The Swiss rail network is renowned for its efficiency, the mountain views are dramatic, and many destinations are accessible in a day’s travel from London ... there are many reasons why you should travel to Switzerland by rail.
The Vaudoise Alps
Reaching the Vaudoise Alps east of Lake Geneva is easy. After a reasonably early departure from London St Pancras, you arrive in Paris in the late morning, with ample time to reach the Gare de Lyon
for the direct TGV
service across Burgundy and through the mountains of the Jura which straddle the border between France and Switzerland. At Lausanne, just north of Lake Geneva, you change to a Swiss Rail
service for the final, hour-long leg into the Vaudoise Alps, the scenery becoming ever grander as you near your destination.
The Bernese Oberland
To reach the Bernese Oberland from Paris, there is a choice of three routes: via Geneva, via Lausanne or via Basel. In terms of journey times, we recommend Basel – it takes just over ten hours from London, including connection times, meaning that, by setting off from London at 7am, you can arrive in Kandersteg, for example, just in time for dinner. For the best scenery, however, we recommend Geneva, as this involves a picturesque section along the northern shore of its eponymous lake.

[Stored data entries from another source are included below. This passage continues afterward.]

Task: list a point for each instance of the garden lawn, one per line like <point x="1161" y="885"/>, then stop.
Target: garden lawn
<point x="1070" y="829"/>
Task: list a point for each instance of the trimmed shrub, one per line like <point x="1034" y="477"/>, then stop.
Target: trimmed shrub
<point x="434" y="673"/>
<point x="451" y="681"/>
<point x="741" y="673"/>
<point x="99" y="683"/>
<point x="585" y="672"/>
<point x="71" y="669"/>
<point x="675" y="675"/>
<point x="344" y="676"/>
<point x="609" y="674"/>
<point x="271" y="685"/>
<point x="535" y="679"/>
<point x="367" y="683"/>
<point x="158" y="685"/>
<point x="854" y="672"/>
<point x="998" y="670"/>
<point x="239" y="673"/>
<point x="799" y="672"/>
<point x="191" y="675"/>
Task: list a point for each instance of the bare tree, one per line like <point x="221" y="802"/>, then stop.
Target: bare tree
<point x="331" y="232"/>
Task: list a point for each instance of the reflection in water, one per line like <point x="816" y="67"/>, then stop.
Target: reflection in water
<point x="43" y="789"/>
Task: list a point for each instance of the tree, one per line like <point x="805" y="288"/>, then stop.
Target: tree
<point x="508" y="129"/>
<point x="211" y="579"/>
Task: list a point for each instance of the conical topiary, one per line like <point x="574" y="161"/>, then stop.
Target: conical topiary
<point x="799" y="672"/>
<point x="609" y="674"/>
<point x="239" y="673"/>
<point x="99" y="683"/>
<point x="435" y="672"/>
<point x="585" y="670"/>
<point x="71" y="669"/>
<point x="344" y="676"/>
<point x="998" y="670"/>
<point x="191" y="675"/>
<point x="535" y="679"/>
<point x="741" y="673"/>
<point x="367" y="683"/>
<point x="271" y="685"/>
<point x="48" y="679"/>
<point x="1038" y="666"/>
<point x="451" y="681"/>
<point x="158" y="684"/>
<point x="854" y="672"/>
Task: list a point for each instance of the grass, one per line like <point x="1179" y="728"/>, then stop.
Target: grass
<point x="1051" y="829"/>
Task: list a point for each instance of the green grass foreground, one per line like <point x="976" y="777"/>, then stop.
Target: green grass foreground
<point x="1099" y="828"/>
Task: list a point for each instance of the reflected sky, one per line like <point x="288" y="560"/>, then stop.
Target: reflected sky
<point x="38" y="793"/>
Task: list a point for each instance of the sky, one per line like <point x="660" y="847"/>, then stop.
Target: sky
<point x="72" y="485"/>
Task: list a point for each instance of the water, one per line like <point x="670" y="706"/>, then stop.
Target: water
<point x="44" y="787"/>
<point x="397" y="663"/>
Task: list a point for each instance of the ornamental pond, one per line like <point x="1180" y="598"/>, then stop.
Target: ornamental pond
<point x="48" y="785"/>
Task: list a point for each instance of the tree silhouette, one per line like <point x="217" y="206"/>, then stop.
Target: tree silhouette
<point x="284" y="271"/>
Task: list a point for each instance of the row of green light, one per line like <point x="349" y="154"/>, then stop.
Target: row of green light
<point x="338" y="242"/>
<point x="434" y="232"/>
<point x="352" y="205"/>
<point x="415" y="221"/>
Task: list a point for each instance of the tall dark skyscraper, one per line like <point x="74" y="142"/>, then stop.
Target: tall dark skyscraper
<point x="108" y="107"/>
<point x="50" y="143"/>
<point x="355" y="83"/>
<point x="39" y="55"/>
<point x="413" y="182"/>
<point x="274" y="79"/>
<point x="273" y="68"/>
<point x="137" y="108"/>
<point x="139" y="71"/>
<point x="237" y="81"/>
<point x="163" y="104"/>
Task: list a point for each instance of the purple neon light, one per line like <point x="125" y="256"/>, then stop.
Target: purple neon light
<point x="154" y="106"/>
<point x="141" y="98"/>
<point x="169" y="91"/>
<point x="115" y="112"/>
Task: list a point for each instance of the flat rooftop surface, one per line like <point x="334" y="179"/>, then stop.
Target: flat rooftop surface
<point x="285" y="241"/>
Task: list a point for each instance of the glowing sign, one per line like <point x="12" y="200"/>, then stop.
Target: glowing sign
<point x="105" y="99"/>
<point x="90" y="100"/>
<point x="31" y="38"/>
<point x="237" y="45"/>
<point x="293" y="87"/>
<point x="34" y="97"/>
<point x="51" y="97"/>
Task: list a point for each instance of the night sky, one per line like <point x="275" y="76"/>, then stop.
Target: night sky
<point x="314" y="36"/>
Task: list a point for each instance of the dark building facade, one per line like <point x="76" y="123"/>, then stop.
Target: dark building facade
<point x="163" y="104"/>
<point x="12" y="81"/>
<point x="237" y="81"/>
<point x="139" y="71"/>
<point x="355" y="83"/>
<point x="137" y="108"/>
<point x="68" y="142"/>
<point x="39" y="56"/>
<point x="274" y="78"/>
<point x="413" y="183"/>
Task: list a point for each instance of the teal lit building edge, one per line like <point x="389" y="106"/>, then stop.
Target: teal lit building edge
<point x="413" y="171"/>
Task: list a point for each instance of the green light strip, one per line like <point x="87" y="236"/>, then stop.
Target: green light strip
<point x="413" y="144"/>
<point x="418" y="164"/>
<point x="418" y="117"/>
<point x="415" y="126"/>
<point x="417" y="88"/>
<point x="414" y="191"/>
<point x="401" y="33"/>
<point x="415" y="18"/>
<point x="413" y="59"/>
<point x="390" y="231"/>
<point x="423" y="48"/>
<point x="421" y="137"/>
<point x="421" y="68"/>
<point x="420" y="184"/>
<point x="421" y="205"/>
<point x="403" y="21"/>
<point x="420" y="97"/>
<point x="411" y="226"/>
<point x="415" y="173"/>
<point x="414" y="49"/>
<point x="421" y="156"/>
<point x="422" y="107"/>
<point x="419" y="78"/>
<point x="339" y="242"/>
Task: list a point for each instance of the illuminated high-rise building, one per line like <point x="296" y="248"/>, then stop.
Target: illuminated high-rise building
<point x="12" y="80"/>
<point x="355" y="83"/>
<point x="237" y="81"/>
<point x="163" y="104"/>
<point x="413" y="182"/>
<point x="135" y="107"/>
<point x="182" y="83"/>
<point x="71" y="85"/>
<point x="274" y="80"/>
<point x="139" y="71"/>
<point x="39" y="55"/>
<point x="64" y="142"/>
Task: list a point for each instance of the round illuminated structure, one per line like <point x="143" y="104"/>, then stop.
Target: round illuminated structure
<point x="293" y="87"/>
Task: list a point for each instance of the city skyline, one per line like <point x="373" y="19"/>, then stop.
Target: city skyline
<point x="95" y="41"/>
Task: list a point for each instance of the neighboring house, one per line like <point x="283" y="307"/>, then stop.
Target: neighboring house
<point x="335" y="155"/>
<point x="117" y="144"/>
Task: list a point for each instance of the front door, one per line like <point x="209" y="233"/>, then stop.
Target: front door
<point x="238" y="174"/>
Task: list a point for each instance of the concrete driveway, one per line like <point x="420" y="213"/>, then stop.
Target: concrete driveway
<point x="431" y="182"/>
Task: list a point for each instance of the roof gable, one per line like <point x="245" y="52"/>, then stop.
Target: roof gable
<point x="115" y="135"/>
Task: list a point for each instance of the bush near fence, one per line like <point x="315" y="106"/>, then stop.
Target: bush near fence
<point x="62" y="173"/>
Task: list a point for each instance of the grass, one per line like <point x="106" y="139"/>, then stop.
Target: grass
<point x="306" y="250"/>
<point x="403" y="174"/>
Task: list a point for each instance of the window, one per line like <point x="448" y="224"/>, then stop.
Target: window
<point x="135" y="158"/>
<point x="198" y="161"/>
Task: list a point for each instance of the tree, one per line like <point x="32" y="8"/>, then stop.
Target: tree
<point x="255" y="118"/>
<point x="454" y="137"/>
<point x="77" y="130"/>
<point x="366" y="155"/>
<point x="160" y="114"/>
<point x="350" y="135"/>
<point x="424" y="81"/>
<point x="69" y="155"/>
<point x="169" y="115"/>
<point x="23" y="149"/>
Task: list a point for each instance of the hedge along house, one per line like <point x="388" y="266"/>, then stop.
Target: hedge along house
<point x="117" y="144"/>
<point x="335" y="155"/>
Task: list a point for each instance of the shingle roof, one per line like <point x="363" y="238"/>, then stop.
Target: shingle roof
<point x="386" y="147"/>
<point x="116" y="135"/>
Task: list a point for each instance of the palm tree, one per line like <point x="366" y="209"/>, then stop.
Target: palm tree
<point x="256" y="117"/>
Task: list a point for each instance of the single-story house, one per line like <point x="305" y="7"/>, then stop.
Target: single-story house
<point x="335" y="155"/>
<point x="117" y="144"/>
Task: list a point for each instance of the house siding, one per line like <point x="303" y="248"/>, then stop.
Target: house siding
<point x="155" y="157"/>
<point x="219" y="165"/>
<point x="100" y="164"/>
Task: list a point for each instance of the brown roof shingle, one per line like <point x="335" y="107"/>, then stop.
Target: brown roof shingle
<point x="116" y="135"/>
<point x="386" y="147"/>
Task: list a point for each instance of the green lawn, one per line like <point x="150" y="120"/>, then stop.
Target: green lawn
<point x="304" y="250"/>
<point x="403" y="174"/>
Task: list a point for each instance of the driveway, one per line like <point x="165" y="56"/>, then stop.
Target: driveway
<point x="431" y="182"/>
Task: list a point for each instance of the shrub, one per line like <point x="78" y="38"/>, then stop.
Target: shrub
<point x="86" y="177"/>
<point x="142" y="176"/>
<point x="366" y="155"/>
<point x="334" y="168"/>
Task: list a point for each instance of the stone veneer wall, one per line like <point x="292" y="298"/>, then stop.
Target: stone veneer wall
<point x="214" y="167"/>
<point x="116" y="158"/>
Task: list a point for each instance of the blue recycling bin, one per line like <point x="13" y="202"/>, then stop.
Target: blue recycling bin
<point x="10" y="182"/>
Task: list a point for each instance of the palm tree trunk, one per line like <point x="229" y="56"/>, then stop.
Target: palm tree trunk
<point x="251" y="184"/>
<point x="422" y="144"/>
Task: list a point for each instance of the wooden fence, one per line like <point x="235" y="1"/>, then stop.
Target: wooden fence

You can depart London St Pancras at the civilised time of 9.30am and still be in Lucerne by just after 7pm, having changed in Paris and Basel. The connections don’t work so well on the return journey, but you do have time for a leisurely lunch in Basel.
Considering that this journey entails travelling via the French capital past the vineyards of the Rhône Valley and deep into the mountains that separate Switzerland and Italy, it is quite impressive that it only takes 11 hours.
Despite its location in easternmost Switzerland, the Engadine Valley can be reached in a day from London, though it takes 12 hours and involves three changes after leaving Paris. Bearing this in mind, we recommend that you spend a night (or more – there is no restriction) in Paris
, which not only has the advantage of omitting one of the changes, but also means you can appreciate the mountain scenery of the final part of the journey in daylight.
On some local services, you may find you have a connection time of as little as two or three minutes. This is quite normal and perfectly feasible – the services are designed to connect, and we tell you from which platform your next train leaves.